The study included 4670 men and 1571 women without diabetes. [Diabetes was defined by: fasting plasma glucose ≥ 126mg/dL (7.0 mmol/l); HbA1c≥ 6.5% (≥48 mmol/mol); or self-reported clinician-diagnosed diabetes].
Pre-diabetes was diagnosed by a combination of impaired fasting glucose. [Fasting plasma glucose 100-125mg/dL ( 5.6-6.9 mmol/l) or 110-125mg/dL.(6.1-6.9 mmol/l) and elevated HbA1c 5.7-6.4% (39-46 mmol/mol) or 6.0-6.4%.[
The results showed that, during a 5-year follow-up, 338 incident cases of diabetes occurred. The combination of HbA1c 5.7-6.4% and fasting plasma glucose 100-125mg/dL.(5.6-6.9 mmol/l) yielded the highest sensitivity (86%) and generated a large population-attributable per cent risk (78%) for predicting development of diabetes.

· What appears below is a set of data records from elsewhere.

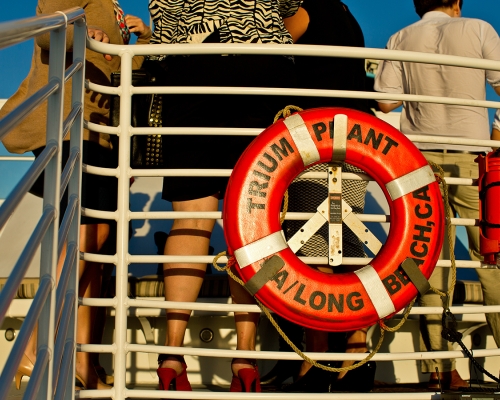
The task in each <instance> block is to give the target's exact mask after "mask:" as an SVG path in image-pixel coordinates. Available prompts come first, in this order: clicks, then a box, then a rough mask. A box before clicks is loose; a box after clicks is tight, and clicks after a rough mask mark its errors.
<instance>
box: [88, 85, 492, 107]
mask: <svg viewBox="0 0 500 400" xmlns="http://www.w3.org/2000/svg"><path fill="white" fill-rule="evenodd" d="M88 86H89V89H91V90H95V91H97V92H103V93H107V92H109V89H107V88H109V86H103V85H97V84H93V83H89V85H88ZM135 93H136V94H149V93H155V94H198V95H210V94H219V95H220V94H232V95H246V96H264V95H265V96H303V97H333V98H336V97H340V98H348V99H367V100H394V101H399V100H402V101H414V102H420V103H437V104H448V105H462V106H469V107H486V108H500V102H498V101H490V100H471V99H463V98H455V97H438V96H424V95H415V94H391V93H382V92H362V91H348V90H326V89H295V88H267V87H231V86H227V87H225V86H210V87H203V90H202V87H197V86H141V87H136V88H135Z"/></svg>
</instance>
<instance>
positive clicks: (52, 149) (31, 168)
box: [0, 143, 57, 230]
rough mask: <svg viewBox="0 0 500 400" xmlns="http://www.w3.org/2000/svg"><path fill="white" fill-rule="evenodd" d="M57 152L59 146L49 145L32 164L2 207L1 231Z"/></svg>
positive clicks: (53, 143)
mask: <svg viewBox="0 0 500 400" xmlns="http://www.w3.org/2000/svg"><path fill="white" fill-rule="evenodd" d="M56 152H57V144H55V143H47V146H46V147H45V149H44V150H43V151H42V153H41V154H40V156H39V157H38V159H37V160H36V161H35V162H34V163H33V164H31V166H30V167H29V169H28V171H27V172H26V174H25V175H24V176H23V177H22V178H21V180H20V181H19V183H18V184H17V185H16V186H15V187H14V189H13V190H12V193H11V194H10V195H9V197H8V198H7V199H6V200H5V201H4V202H3V203H2V205H1V206H0V230H1V229H2V228H3V227H4V226H5V224H6V223H7V221H8V220H9V218H10V216H11V215H12V214H13V213H14V211H15V209H16V208H17V206H18V205H19V203H20V202H21V200H22V199H23V197H24V195H25V194H26V193H27V192H28V190H29V189H30V188H31V187H32V186H33V184H34V183H35V181H36V180H37V179H38V177H39V176H40V175H41V174H42V172H43V170H44V169H45V167H46V166H47V164H48V163H49V162H50V160H51V159H52V157H53V156H54V155H55V154H56Z"/></svg>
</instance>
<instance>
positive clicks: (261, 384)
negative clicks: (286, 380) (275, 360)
mask: <svg viewBox="0 0 500 400" xmlns="http://www.w3.org/2000/svg"><path fill="white" fill-rule="evenodd" d="M301 364H302V361H301V360H278V362H277V363H276V364H274V367H273V368H272V369H271V371H269V372H268V373H267V374H265V375H264V376H263V377H262V378H261V379H260V384H261V385H262V386H280V385H281V384H282V383H283V382H284V381H286V380H287V379H288V378H292V377H294V376H297V374H298V372H299V369H300V365H301Z"/></svg>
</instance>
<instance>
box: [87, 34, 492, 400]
mask: <svg viewBox="0 0 500 400" xmlns="http://www.w3.org/2000/svg"><path fill="white" fill-rule="evenodd" d="M91 48H92V49H93V50H96V51H100V52H102V53H107V54H115V55H120V56H121V57H122V69H121V73H122V82H121V86H120V87H118V88H111V87H103V86H98V85H95V84H92V83H89V85H88V87H89V88H91V89H92V90H97V91H101V92H104V93H109V94H119V95H120V96H121V102H120V104H121V106H120V116H121V119H120V126H119V127H116V128H109V127H108V128H106V129H105V130H103V131H106V132H107V133H114V134H118V135H119V137H120V166H119V167H118V169H117V171H113V173H114V174H115V176H117V177H118V179H119V181H120V182H121V184H120V185H119V191H120V193H119V198H120V200H119V204H121V206H123V208H121V209H120V208H119V209H118V211H117V212H116V213H107V218H114V219H117V220H118V221H119V222H121V229H122V231H121V232H120V228H119V230H118V236H119V239H118V242H119V244H120V247H119V249H118V251H117V254H116V255H115V256H110V257H101V256H98V255H94V254H92V255H91V254H84V255H83V257H84V259H87V260H101V261H106V262H115V263H116V265H117V280H116V282H117V290H116V293H117V296H116V298H115V299H113V301H112V302H106V301H101V300H98V299H84V300H83V302H82V304H88V305H91V304H92V305H98V304H104V303H107V304H108V305H109V304H111V303H112V304H113V305H114V306H115V307H116V310H115V315H116V330H117V335H118V334H119V332H118V331H120V330H121V331H122V332H123V331H124V329H125V328H126V316H127V315H128V312H127V311H128V310H130V309H131V308H132V307H134V309H135V308H138V309H139V310H140V309H141V308H149V310H150V311H153V310H155V309H156V310H158V309H167V308H179V309H193V310H209V311H210V310H212V311H222V310H224V311H237V310H238V311H257V310H258V308H257V307H256V306H248V305H247V306H245V305H220V304H217V305H214V304H209V303H195V304H192V303H179V302H166V301H151V300H134V299H129V298H128V297H127V296H126V285H127V279H126V276H127V271H128V269H127V268H128V264H129V263H135V262H145V263H163V262H181V261H182V262H210V261H211V260H212V259H213V257H209V256H190V257H188V256H149V255H130V254H129V253H128V250H127V240H126V239H127V238H128V236H127V221H128V220H133V219H144V218H146V219H173V218H194V217H196V218H211V219H212V218H221V214H220V213H175V212H147V213H145V212H129V211H128V209H129V208H128V196H129V193H128V180H129V178H130V177H131V176H135V177H138V176H165V175H176V176H208V175H210V176H215V175H217V176H228V175H229V174H230V172H231V171H229V170H211V171H203V170H175V171H172V170H138V169H134V170H132V169H130V168H129V167H128V165H129V158H128V152H129V145H130V140H129V135H130V134H172V133H176V134H207V135H211V134H214V133H215V132H216V133H217V134H228V135H231V134H239V135H256V134H258V133H259V132H260V130H258V129H257V130H249V129H217V130H214V129H209V128H208V129H207V128H181V129H178V128H133V127H130V125H129V121H130V97H129V96H124V94H131V95H132V94H142V93H151V92H153V93H169V94H174V93H178V94H179V93H183V94H186V93H197V92H199V91H200V88H197V87H161V88H160V87H155V88H150V87H147V88H146V87H133V86H131V85H130V83H131V80H130V74H131V62H130V60H131V59H132V57H133V56H134V55H147V54H155V55H160V54H186V53H189V54H257V53H258V54H282V55H290V54H293V55H309V56H318V55H322V56H335V57H358V58H376V59H404V60H406V61H416V62H427V63H436V64H449V65H456V66H469V67H477V68H482V69H494V70H500V63H498V62H494V61H487V60H471V59H466V58H462V57H447V56H438V57H436V56H435V55H434V54H433V55H428V54H416V53H412V52H393V51H387V50H379V49H352V48H345V47H339V48H335V47H328V48H324V47H319V46H274V45H246V44H245V45H217V44H216V45H176V46H168V45H167V46H165V45H155V46H150V45H148V46H133V47H125V46H110V45H106V44H102V43H94V42H92V43H91ZM203 91H204V93H217V94H230V93H231V94H234V93H238V94H247V95H257V94H267V95H303V96H313V95H314V96H318V95H320V96H325V97H330V96H331V97H345V98H347V97H355V98H367V99H376V100H413V101H420V102H430V103H432V102H435V103H445V104H462V105H469V106H477V107H492V108H500V102H492V101H471V100H464V99H453V98H436V97H431V96H414V95H390V94H383V93H373V92H346V91H336V90H329V91H326V90H325V91H317V90H307V89H270V88H225V87H224V88H223V87H220V88H204V89H203ZM124 100H125V101H124ZM90 126H91V127H92V128H93V129H96V130H98V129H99V127H97V126H95V125H93V124H89V127H90ZM411 139H412V140H414V141H421V142H427V143H431V142H439V143H449V142H450V139H447V138H429V137H426V136H425V137H424V136H418V137H411ZM458 142H460V144H467V145H476V146H481V145H482V146H485V145H486V146H491V145H495V143H492V142H491V141H481V143H479V141H473V140H467V139H462V140H457V141H455V142H454V143H458ZM87 171H88V172H91V171H92V172H95V173H97V172H102V171H100V170H99V169H98V168H92V169H90V168H88V169H87ZM110 172H111V171H106V173H107V174H109V173H110ZM346 175H347V174H346ZM447 181H448V183H450V184H453V183H455V184H457V183H461V184H464V183H465V184H469V185H471V184H474V185H476V184H477V182H473V181H472V180H458V179H457V180H455V181H454V180H453V179H448V180H447ZM460 181H461V182H460ZM86 213H88V214H86V215H93V216H97V215H99V216H100V217H101V218H102V217H106V213H103V212H98V211H95V210H86ZM296 216H297V214H293V213H290V215H288V217H289V218H290V219H292V218H295V217H296ZM308 217H309V215H301V218H308ZM364 218H367V219H369V218H370V216H364ZM361 219H363V216H362V217H361ZM373 219H375V220H380V221H389V220H390V217H389V216H375V217H373ZM454 223H455V224H457V225H474V224H476V223H477V221H472V220H471V221H461V220H458V219H454ZM303 260H304V261H305V262H307V263H311V264H314V263H324V260H322V259H313V258H304V259H303ZM353 261H354V263H356V264H359V265H365V264H366V262H367V260H366V259H358V260H355V259H349V262H353ZM221 262H224V259H221ZM438 265H442V266H449V265H450V261H449V260H442V261H439V263H438ZM457 265H458V266H459V267H460V266H463V267H469V268H470V267H480V266H481V264H480V263H479V262H473V261H458V262H457ZM120 286H121V288H120ZM452 310H453V312H454V313H461V312H462V313H484V312H498V311H500V305H499V306H488V307H453V308H452ZM441 311H442V309H441V308H436V307H435V308H422V307H415V308H414V309H413V310H412V314H427V313H440V312H441ZM134 312H135V311H134ZM144 315H148V311H147V310H145V313H144ZM121 337H124V336H121ZM106 348H107V351H111V348H110V347H109V346H104V345H101V346H99V345H94V346H82V350H87V351H99V349H100V350H101V351H106ZM112 350H113V351H114V354H115V367H117V368H115V390H116V391H117V393H119V392H120V387H123V386H122V385H124V383H125V369H124V367H123V366H124V365H125V363H124V362H123V361H124V359H125V353H126V352H134V351H137V352H145V353H149V352H153V353H158V352H168V353H170V354H186V355H187V354H191V355H197V356H205V357H225V358H230V357H236V356H240V357H248V358H257V359H297V358H298V356H297V355H295V354H284V353H282V352H257V353H256V352H239V351H238V352H237V351H234V350H228V349H221V350H209V349H200V348H196V349H187V348H172V347H168V348H167V347H164V346H148V345H138V344H131V343H127V342H126V341H123V342H120V341H119V340H116V341H115V343H114V345H113V346H112ZM474 354H475V356H478V357H483V356H493V355H500V350H484V351H481V352H479V351H475V352H474ZM309 355H310V356H312V357H313V358H315V359H318V360H322V359H323V360H325V359H330V360H332V359H335V360H343V359H347V358H349V359H356V360H359V359H361V358H363V355H356V354H350V355H346V354H344V353H341V354H332V353H329V354H326V355H325V354H309ZM463 356H464V355H463V353H462V352H461V351H455V352H453V354H452V353H450V352H433V353H401V354H397V355H396V354H388V353H386V354H377V355H376V356H375V358H374V359H376V360H395V359H428V358H450V357H463ZM82 395H86V394H83V393H82ZM122 395H123V396H124V397H134V398H135V397H154V398H158V397H165V394H159V393H151V392H148V391H142V390H141V391H135V390H127V389H124V392H123V393H122ZM170 395H172V396H173V397H176V398H207V399H208V398H215V397H217V398H224V399H226V398H241V397H240V396H241V395H235V394H229V393H217V394H216V395H214V394H213V393H196V394H191V393H175V395H174V394H171V393H168V397H170ZM285 396H286V397H287V398H288V397H289V396H290V395H289V394H286V395H283V394H274V393H273V394H269V393H268V394H266V397H273V398H274V397H276V398H281V397H283V398H284V397H285ZM299 396H300V398H306V397H305V396H306V395H304V394H301V395H299ZM314 396H315V397H317V396H318V395H317V394H315V395H314ZM335 396H336V398H356V399H361V398H378V397H380V398H392V396H391V395H390V394H387V393H384V394H381V395H376V394H369V395H360V394H359V393H356V394H354V395H353V394H342V395H338V394H335ZM248 397H252V398H254V397H255V398H262V395H248ZM291 397H294V395H291ZM297 397H298V396H297ZM320 397H323V395H320ZM328 397H329V396H327V395H325V398H328ZM395 397H397V398H401V394H398V395H397V396H395ZM404 397H405V398H431V397H432V395H431V394H418V395H417V394H412V395H409V394H408V396H407V395H406V394H405V396H404Z"/></svg>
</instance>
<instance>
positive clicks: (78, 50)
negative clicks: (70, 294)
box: [56, 19, 87, 400]
mask: <svg viewBox="0 0 500 400" xmlns="http://www.w3.org/2000/svg"><path fill="white" fill-rule="evenodd" d="M86 39H87V25H86V23H85V20H84V19H79V20H77V21H75V23H74V35H73V63H79V62H81V63H82V68H80V69H79V70H78V71H77V72H76V73H75V74H74V75H73V78H72V99H71V104H72V108H75V107H80V106H81V107H83V100H84V82H85V53H86ZM82 133H83V108H82V112H81V113H80V114H79V115H78V117H77V118H76V120H75V122H74V124H73V126H72V127H71V130H70V154H71V152H72V151H73V150H78V152H79V154H80V157H79V158H78V161H77V162H76V164H75V168H74V170H73V173H72V174H71V178H70V181H69V185H68V189H67V190H68V203H69V199H71V198H72V197H75V196H76V197H77V198H78V199H81V197H80V194H81V179H82V141H83V135H82ZM80 206H81V204H80V203H79V202H78V207H77V211H76V213H75V216H74V218H73V221H72V223H71V227H70V230H69V233H68V243H67V248H69V246H70V245H71V244H74V245H75V246H76V247H77V248H79V243H80V214H81V208H80ZM79 254H80V253H79V252H76V253H75V258H76V260H75V262H74V263H73V264H70V265H73V268H72V269H71V275H70V280H69V285H68V292H74V293H75V299H76V301H75V303H74V307H73V312H72V313H71V321H70V327H71V328H70V329H69V330H68V335H67V337H66V343H68V344H70V343H72V344H73V349H75V350H76V346H75V344H76V314H77V310H78V266H79V259H80V257H79ZM61 295H63V296H65V295H66V294H65V293H64V294H61ZM75 360H76V351H73V354H72V360H71V362H70V363H69V368H70V371H71V373H70V374H69V379H68V380H67V382H66V390H65V391H64V399H66V400H70V399H74V396H75V391H74V382H75ZM63 363H64V360H63ZM56 368H57V366H56Z"/></svg>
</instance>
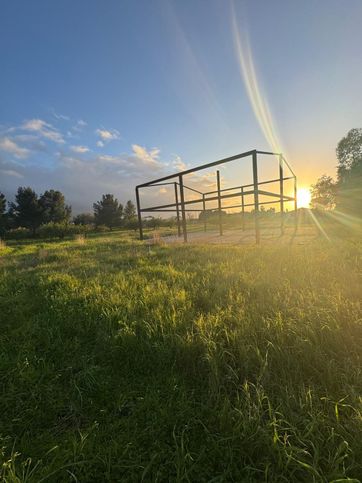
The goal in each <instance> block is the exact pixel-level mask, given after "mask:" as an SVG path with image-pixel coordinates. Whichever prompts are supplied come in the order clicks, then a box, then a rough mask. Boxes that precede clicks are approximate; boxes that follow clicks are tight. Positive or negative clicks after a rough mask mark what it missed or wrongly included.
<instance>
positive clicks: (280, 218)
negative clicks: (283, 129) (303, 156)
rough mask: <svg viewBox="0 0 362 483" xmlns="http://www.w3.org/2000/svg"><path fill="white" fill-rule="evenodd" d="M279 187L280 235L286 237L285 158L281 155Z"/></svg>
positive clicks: (279, 160)
mask: <svg viewBox="0 0 362 483" xmlns="http://www.w3.org/2000/svg"><path fill="white" fill-rule="evenodd" d="M279 187H280V233H281V235H284V166H283V156H282V155H279Z"/></svg>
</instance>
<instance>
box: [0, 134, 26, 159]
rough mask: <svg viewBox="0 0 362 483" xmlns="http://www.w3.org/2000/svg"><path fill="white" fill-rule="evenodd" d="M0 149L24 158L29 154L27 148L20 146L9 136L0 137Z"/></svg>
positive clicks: (14, 154)
mask: <svg viewBox="0 0 362 483" xmlns="http://www.w3.org/2000/svg"><path fill="white" fill-rule="evenodd" d="M0 149H1V150H2V151H6V152H8V153H10V154H12V155H13V156H15V157H16V158H20V159H23V158H26V157H27V156H28V155H29V150H28V149H26V148H22V147H21V146H19V145H18V144H17V143H16V142H15V141H13V140H12V139H10V138H9V137H4V138H2V139H0Z"/></svg>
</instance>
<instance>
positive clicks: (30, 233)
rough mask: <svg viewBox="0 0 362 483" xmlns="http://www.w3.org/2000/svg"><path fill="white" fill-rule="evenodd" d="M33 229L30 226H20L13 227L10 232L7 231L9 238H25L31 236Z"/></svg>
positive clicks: (8, 238)
mask: <svg viewBox="0 0 362 483" xmlns="http://www.w3.org/2000/svg"><path fill="white" fill-rule="evenodd" d="M31 237H32V231H31V230H29V228H24V227H22V226H19V228H12V229H11V230H9V231H8V232H6V237H4V238H6V239H7V240H24V239H25V238H31Z"/></svg>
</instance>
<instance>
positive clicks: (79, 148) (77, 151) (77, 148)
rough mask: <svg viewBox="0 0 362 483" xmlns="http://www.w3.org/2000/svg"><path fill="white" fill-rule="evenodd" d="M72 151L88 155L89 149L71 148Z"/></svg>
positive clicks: (85, 147)
mask: <svg viewBox="0 0 362 483" xmlns="http://www.w3.org/2000/svg"><path fill="white" fill-rule="evenodd" d="M70 149H71V150H72V151H73V152H74V153H78V154H84V153H88V151H89V148H88V147H87V146H71V147H70Z"/></svg>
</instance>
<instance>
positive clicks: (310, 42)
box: [0, 0, 362, 211]
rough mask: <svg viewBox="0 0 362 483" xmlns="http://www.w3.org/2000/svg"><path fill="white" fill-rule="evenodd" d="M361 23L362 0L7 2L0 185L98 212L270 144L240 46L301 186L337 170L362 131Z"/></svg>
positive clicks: (0, 189) (0, 190) (361, 70)
mask: <svg viewBox="0 0 362 483" xmlns="http://www.w3.org/2000/svg"><path fill="white" fill-rule="evenodd" d="M361 23H362V2H361V0H345V1H341V0H319V1H314V0H304V1H303V2H292V1H288V0H283V1H281V0H273V1H270V0H268V1H267V0H258V1H235V2H234V3H231V2H229V1H228V0H208V1H206V0H182V1H181V0H179V1H171V0H162V1H161V0H147V1H146V0H145V1H136V0H132V1H131V0H130V1H121V0H107V1H101V0H83V1H81V0H78V1H77V0H71V1H70V0H62V1H51V2H49V1H46V0H42V1H40V0H32V1H28V0H24V1H18V0H11V1H6V0H3V1H2V2H1V16H0V59H1V73H0V92H1V95H0V191H3V192H5V193H6V195H7V196H8V197H9V198H11V197H12V196H13V194H14V192H15V190H16V188H17V186H19V185H26V186H27V185H30V186H32V187H34V188H35V189H36V190H37V191H38V192H42V191H44V190H45V189H47V188H56V189H61V190H62V191H63V192H64V193H65V195H66V197H67V200H68V202H70V203H71V204H72V205H73V208H74V211H80V210H82V211H83V210H86V211H89V210H90V209H91V203H92V202H93V201H95V200H97V199H99V197H100V196H101V194H102V193H106V192H112V193H114V194H116V195H117V197H118V198H119V199H120V200H122V201H125V200H126V199H128V198H130V197H133V188H134V185H135V184H137V183H140V182H142V181H146V180H148V179H150V178H152V177H156V176H158V175H162V174H168V173H171V172H173V171H176V170H178V169H182V168H183V167H184V166H193V165H195V164H200V163H203V162H208V161H212V160H216V159H218V158H222V157H225V156H228V155H232V154H235V153H237V152H242V151H246V150H249V149H253V148H259V149H265V148H266V149H269V148H270V146H269V141H270V140H268V139H267V138H266V137H265V135H264V134H263V128H262V126H261V125H260V122H259V121H260V119H259V120H258V116H256V115H255V112H254V110H253V104H252V102H251V101H252V99H251V98H250V92H249V94H248V89H247V88H246V85H245V72H244V76H243V72H242V69H241V66H240V56H239V55H238V49H237V38H238V39H239V41H240V45H241V49H242V51H243V52H242V53H243V54H244V55H245V54H247V55H249V56H250V59H249V60H251V62H252V65H253V67H254V69H255V73H256V78H257V85H258V88H259V93H260V95H261V96H262V99H263V106H264V108H265V107H267V108H268V109H269V111H270V113H271V117H270V119H269V121H270V125H271V129H272V131H273V132H274V133H275V135H276V137H277V139H278V144H279V145H280V149H283V151H284V152H285V153H286V155H287V156H288V159H289V161H290V162H291V163H292V165H293V166H294V168H295V171H296V172H297V174H298V176H299V180H300V184H301V185H305V186H307V185H309V184H310V183H312V182H314V181H315V179H316V178H317V177H318V176H320V175H322V174H323V173H327V174H332V175H333V174H334V172H335V165H336V158H335V147H336V144H337V142H338V140H339V139H340V138H341V137H342V136H344V135H345V134H346V132H347V131H348V130H349V129H351V128H353V127H361V124H362V99H361V98H362V95H361V85H362V61H361V59H362V29H361ZM246 75H247V73H246ZM254 107H255V106H254ZM236 173H237V172H236V171H234V172H233V174H232V175H231V176H229V179H230V177H231V178H233V177H234V176H235V174H236ZM224 179H225V182H226V181H227V179H228V176H227V174H225V175H224ZM199 181H200V183H201V182H203V180H201V179H200V180H199Z"/></svg>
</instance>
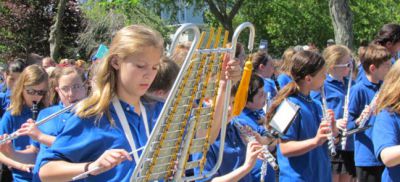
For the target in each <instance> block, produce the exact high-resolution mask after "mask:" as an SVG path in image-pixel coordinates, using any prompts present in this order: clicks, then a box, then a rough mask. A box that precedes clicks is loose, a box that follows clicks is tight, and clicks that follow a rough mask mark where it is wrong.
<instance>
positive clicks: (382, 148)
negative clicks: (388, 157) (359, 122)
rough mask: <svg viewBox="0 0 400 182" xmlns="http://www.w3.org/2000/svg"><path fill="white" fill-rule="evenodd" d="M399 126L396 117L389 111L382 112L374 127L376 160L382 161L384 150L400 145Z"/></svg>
mask: <svg viewBox="0 0 400 182" xmlns="http://www.w3.org/2000/svg"><path fill="white" fill-rule="evenodd" d="M399 135H400V131H399V125H398V123H397V121H396V118H395V117H394V114H390V113H389V112H387V111H385V110H384V111H382V112H380V113H379V114H378V115H377V117H376V121H375V124H374V127H373V132H372V143H373V144H374V152H375V156H376V158H377V159H378V160H379V161H381V157H380V154H381V152H382V150H383V149H385V148H387V147H392V146H395V145H399V144H400V141H399Z"/></svg>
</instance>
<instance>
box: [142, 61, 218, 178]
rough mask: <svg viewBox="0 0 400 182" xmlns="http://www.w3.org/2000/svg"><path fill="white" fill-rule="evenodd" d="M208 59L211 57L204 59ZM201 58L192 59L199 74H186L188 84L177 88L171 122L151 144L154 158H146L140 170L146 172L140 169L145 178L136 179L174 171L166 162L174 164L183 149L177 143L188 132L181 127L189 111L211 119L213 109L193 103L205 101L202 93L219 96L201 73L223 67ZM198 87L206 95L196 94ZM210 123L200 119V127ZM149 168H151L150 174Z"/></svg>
mask: <svg viewBox="0 0 400 182" xmlns="http://www.w3.org/2000/svg"><path fill="white" fill-rule="evenodd" d="M208 59H209V58H207V59H205V60H208ZM201 61H202V60H199V59H194V60H193V61H191V64H190V66H189V69H194V70H198V74H197V76H193V75H196V74H191V75H185V76H184V77H185V78H184V80H186V82H185V83H186V85H183V86H181V87H180V88H179V89H178V91H177V94H176V95H175V98H176V99H175V100H173V102H176V103H177V105H178V106H177V107H172V108H170V109H169V111H168V113H169V114H170V115H169V116H170V117H169V118H168V120H169V122H166V123H163V124H162V125H161V128H162V130H161V131H162V132H160V133H161V134H158V135H157V137H156V138H158V139H159V141H157V142H152V143H151V149H150V151H149V156H152V157H147V158H145V160H146V162H145V164H144V167H143V168H142V169H141V171H146V173H142V172H141V173H140V176H142V177H139V178H136V180H139V181H141V180H143V181H147V180H156V179H159V177H160V174H164V175H167V174H168V173H171V171H172V169H171V165H170V166H168V164H165V162H167V161H170V163H172V162H174V161H176V158H177V156H179V155H180V154H179V151H180V148H179V147H176V146H177V143H179V138H181V137H182V133H185V132H184V131H183V130H182V129H181V128H185V126H184V125H186V124H183V123H185V122H187V121H188V116H190V114H188V113H199V114H200V115H199V116H200V117H199V120H210V118H211V117H210V115H211V114H210V113H209V112H210V111H212V109H211V108H210V107H205V108H203V107H200V108H201V109H199V111H197V110H196V109H193V102H194V101H195V100H202V99H201V96H203V97H210V96H213V95H214V96H215V95H216V91H215V88H216V86H215V85H216V83H215V82H214V83H210V84H204V83H202V82H201V81H203V80H204V76H202V75H204V74H205V72H206V71H208V72H210V71H211V73H212V74H216V73H217V72H219V71H220V68H219V64H218V65H213V64H209V62H207V61H206V62H204V63H201ZM200 74H201V75H200ZM196 77H197V79H196ZM195 90H201V91H202V93H203V95H201V94H199V93H200V92H197V94H196V93H195V94H193V92H194V91H195ZM177 100H178V102H177ZM191 110H193V111H191ZM189 123H193V121H192V120H189ZM208 125H209V123H208V122H201V123H200V124H198V126H199V128H207V126H208ZM167 128H168V129H167ZM204 141H205V139H203V140H202V141H198V142H200V143H201V144H202V143H204ZM201 150H202V149H200V150H199V151H201ZM171 153H175V155H171ZM143 155H144V154H143ZM155 158H156V159H155ZM172 167H173V166H172ZM148 171H151V174H150V173H149V172H148ZM154 174H158V175H154ZM143 176H146V177H143ZM165 177H168V175H167V176H164V178H165Z"/></svg>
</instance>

Among individuals classified as having pre-diabetes by any of the four combined criteria, 20.5-32.0% reverted to the normoglycemic state as having neither elevated HbA1c nor impaired fasting glucose at the last follow-up examination.
At 5.6 years after the baseline examination, however, pre-diabetic individuals who fulfilled both HbA1c 6.0-6.4 (42-46 mmol/mol) (and fasting plasma glucose 110-125mg/dL.(6.1-6.9 mmol/l) had a 100% cumulative risk of developing diabetes.